This study examined various learning algorithms and evaluated the effectiveness of different heuristic stopping criteria in reducing the time and effort required for abstract screening in systematic reviews in educational psychology research. The findings indicated that active learning could expedite the screening process for education researchers by enabling them to identify relevant records faster than random screening. The time-based, data-driven, and mixed strategies were also found to achieve 95% sensitivity, making them a practical option for stopping screening. However, the choice of a heuristic stopping rule should be carefully considered, given the dependence of results on the characteristics of the databases and algorithms employed. Applied researchers should balance the need to identify all relevant records against time constraints when selecting a stopping rule.

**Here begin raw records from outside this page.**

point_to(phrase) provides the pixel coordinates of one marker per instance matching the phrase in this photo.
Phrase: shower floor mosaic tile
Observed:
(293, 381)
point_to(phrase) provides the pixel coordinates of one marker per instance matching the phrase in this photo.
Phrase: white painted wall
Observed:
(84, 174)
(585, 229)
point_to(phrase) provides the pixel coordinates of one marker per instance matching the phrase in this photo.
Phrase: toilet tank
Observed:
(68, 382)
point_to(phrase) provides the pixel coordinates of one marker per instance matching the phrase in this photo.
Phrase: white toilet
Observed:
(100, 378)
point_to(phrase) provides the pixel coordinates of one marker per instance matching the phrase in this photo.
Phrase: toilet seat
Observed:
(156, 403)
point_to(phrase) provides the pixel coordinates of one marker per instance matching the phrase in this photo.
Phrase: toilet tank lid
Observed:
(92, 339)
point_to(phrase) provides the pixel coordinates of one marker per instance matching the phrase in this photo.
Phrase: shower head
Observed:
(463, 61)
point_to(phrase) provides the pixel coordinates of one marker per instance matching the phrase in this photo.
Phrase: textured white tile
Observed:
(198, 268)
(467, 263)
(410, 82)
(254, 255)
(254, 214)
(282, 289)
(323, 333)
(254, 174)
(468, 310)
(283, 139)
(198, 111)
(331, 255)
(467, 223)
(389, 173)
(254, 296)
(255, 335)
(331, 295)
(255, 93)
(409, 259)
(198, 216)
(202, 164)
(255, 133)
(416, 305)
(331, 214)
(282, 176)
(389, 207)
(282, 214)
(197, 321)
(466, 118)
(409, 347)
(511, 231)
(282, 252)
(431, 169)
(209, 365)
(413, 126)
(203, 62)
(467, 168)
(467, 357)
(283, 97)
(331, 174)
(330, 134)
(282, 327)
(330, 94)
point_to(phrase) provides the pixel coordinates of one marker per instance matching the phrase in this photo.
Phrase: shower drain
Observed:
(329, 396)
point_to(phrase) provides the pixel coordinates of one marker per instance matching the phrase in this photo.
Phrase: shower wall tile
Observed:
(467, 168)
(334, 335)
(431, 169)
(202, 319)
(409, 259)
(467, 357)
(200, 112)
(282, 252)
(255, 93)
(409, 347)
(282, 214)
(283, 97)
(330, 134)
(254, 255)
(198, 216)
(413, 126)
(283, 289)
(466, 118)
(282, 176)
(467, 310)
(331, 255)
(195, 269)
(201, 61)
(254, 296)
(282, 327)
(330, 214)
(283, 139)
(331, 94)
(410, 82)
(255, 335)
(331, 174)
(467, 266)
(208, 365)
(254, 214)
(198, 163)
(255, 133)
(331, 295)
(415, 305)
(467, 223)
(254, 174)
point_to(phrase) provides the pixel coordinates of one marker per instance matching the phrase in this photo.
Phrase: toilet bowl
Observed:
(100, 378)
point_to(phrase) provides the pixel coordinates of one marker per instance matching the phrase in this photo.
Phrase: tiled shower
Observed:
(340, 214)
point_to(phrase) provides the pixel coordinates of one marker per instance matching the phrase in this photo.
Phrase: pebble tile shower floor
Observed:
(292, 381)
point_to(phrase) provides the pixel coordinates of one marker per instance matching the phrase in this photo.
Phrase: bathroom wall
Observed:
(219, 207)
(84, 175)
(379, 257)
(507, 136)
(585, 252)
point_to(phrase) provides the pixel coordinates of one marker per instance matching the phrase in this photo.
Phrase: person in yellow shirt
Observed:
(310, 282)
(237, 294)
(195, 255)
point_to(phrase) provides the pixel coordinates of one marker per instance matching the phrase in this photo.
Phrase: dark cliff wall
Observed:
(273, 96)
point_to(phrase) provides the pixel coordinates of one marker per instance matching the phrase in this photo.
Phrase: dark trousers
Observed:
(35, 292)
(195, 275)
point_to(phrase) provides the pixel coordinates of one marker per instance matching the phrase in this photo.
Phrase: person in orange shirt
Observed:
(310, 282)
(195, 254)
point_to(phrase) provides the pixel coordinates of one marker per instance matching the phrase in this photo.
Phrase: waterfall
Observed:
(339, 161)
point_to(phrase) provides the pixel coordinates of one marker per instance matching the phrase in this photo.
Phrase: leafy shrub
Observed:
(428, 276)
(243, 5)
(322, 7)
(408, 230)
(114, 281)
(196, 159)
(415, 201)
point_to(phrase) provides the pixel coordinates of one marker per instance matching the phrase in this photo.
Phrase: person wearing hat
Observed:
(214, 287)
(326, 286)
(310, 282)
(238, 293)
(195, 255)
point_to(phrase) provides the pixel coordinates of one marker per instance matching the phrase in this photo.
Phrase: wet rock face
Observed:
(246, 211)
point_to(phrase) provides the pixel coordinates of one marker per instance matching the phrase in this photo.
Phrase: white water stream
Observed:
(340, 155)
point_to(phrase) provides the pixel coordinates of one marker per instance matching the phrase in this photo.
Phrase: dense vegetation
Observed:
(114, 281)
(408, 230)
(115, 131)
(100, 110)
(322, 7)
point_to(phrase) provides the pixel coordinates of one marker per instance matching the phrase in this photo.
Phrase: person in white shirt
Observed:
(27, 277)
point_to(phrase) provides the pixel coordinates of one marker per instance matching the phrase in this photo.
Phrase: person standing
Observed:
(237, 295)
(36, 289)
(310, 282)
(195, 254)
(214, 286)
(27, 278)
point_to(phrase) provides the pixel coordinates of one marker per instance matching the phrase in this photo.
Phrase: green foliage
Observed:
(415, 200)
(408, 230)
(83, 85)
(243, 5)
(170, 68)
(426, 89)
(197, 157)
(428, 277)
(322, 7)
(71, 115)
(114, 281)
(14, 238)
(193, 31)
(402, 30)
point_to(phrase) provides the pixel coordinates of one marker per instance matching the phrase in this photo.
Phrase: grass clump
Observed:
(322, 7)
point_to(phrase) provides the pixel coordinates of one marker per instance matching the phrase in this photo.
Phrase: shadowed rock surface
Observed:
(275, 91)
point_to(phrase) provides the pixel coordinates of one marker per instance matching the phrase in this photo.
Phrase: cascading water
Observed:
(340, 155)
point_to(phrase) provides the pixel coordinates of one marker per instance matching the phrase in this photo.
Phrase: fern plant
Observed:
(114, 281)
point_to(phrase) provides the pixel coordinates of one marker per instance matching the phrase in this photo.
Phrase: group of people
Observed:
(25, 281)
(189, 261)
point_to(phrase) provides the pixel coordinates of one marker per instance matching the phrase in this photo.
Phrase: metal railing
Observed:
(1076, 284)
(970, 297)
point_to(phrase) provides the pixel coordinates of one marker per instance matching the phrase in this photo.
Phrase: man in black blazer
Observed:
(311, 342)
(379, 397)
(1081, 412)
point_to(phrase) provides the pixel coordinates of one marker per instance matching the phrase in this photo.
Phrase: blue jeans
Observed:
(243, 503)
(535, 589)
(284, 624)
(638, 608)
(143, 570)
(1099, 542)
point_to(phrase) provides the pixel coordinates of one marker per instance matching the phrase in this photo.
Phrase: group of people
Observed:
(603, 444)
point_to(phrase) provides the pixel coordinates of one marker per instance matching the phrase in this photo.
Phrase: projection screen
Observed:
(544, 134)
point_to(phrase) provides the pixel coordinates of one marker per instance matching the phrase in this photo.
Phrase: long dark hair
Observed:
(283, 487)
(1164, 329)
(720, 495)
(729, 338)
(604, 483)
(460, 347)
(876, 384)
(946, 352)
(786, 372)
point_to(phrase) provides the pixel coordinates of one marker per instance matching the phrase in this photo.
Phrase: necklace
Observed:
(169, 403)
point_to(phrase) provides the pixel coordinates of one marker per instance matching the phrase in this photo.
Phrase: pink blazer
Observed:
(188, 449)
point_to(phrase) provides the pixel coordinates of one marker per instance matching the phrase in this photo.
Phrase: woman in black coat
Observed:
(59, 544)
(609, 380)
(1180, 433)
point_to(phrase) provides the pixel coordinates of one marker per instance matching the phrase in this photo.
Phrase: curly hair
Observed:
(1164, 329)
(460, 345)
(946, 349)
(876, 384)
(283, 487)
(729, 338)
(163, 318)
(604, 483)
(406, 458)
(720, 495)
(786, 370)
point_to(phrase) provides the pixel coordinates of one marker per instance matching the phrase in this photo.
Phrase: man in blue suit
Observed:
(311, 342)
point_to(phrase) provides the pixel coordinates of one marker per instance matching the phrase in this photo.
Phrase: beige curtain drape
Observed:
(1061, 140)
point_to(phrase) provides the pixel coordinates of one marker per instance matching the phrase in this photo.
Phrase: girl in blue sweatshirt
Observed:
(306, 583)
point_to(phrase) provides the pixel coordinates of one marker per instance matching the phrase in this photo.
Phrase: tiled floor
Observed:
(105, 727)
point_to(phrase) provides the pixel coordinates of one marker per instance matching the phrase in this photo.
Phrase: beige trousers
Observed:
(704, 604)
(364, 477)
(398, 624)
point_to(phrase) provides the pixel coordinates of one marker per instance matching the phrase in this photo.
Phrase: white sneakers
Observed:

Overall, using learning algorithms in the abstract screening phase provides multiple opportunities for educational psychology researchers. First, systematic reviews require a comprehensive identification of relevant literature. The screening phase is about efficiently finding relevant studies, rather than understanding each paper in-depth. By simplifying this initial screening phase, machine learning tools such as ASReview expedite the identification of pertinent papers, allowing researchers to dedicate more time to in-depth analysis and synthesis of the selected literature. Thus, using machine learning tools for abstract screening can enhance the quality and efficiency of systematic reviews.

Second, researchers could implement more sensitive search strategies. As learning algorithms can reduce the time, fatigue, and human error in the abstract screening phase, researchers could broaden the scope of their search strategies to identify a more comprehensive set of relevant studies in the abstract screening phase. However, researchers should be aware that active learning algorithms rely on previous classification decisions and prioritize studies with similar study designs or conceptual frameworks to previously identified relevant studies. Therefore, there is a risk of overlooking studies that differ methodologically or conceptually from previously identified relevant studies. Improving our understanding of how learning algorithms deal with the diverse methodological and conceptual approaches in educational psychology research is critical.

Third, researchers should be critical of using abstract screening tools with black boxes or out-of-the-box solutions. The selection of a learning algorithm and stopping criteria impacts the percentage of relevant studies in the abstract screening phase. The conceptual and methodological diversity found in educational research suggests the need to fine-tune the learning algorithms and consider using feature extractors that use semantic and contextual information (SBERT) rather than frequency counts of keywords (TF-IDF). Future studies using ML-based abstract screening tools should report on the type of algorithms and stopping criteria used to improve the transparency and reproducibility of the systematic reviews. The results presented in this study guide researchers who wish to optimize the screening process in systematic reviews using the ML-based abstract screening tool ASReview.